Blasting the silver surface may be only a short-term fix. Firescale goes down through the silver. At best, blasting or polishing will only be a short-lived brightner. Each time the firescale raises it's ugly head (which it will - you can be certain), and you blast or polish you remove more silver, thinning the metal.
To prevent firescale, stop oxygen from getting in contact with the metal. Firescale is formed whenever silver and sterling is heated above about 1000 degrees F. Oxygen combines with copper to form cuprous oxide which exhibits as firescale.
Prips Flux, denatured alcohol/borax solution, Cupronil…any of these products will work. You might try coating the whole piece in flux before soldering. Be generous with the flux.
To properly apply anti-firescale-fluxes, the metal must be heated slightly. Paint, dip the piece or spray on the anti-fs-flux. A mist atomizer bottle works well here. If the metal temperature is correct a white grainy coating will form. Quickly play a flame across the wet fluxed metal to dry it. This will evaporate the alcohol, leaving a white coating of tiny borax crystals.
Apply a paste flux on your joints - sparingly. When heated it will migrate out away from the joint, washing away the surrounding anti-fs-flux. Break up your soldering job into small steps, rather than trying to solder all joint at one time.
Ochre is a good solder melt out preventative if you’re working on multiple solder joints. Coat the previously soldered joints with ochre, but do not inhale heated ochre fumes. Nasty and very unhealthy!
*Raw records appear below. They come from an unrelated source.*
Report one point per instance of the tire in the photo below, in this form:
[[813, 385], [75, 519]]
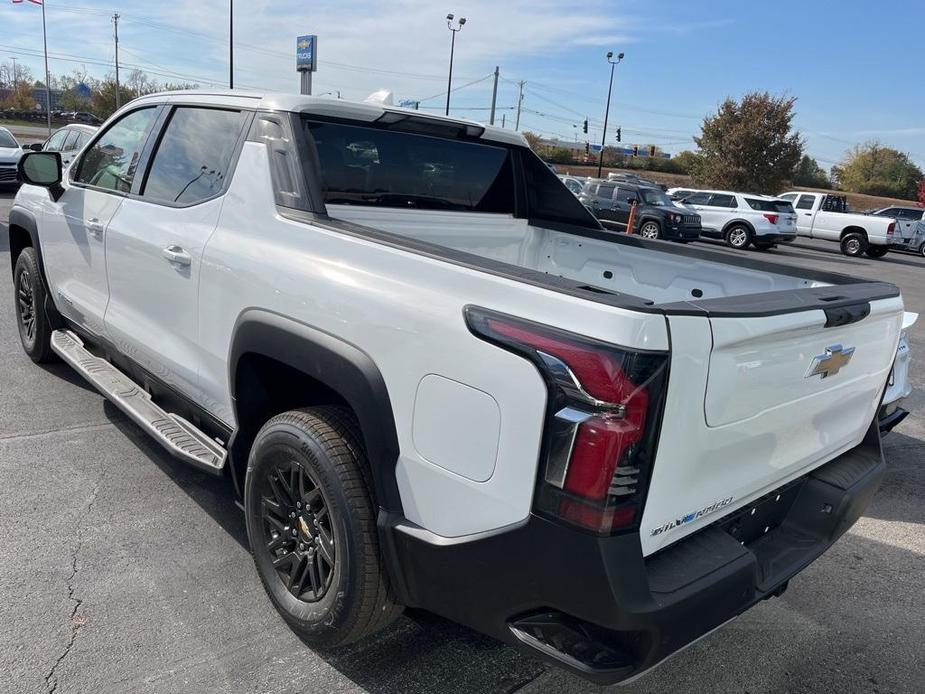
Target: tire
[[650, 229], [29, 302], [738, 236], [340, 590], [854, 244]]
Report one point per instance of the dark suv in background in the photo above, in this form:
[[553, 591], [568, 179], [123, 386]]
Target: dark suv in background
[[656, 216]]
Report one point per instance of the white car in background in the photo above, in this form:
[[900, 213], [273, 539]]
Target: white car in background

Heating must be done quickly, using a large flame. Bring the heat up quickly and evenly, get the solder to flow, and then get the torch away immediately. If it isn't done quickly, the flux will break down, burn off and fire scale will form.
Use the hottest torch you own and don‘t be afraid to use the larger torch tips. As you do more soldering and become adept with heat and flame control you will find ways to utilize those small tips. Don’t use MAP bottle gas and small butane torches to solder joints. They simply don’t get hot enough,quickly enough.
Then pickle, pickle, pickle - we find warm pickle to be the most effective.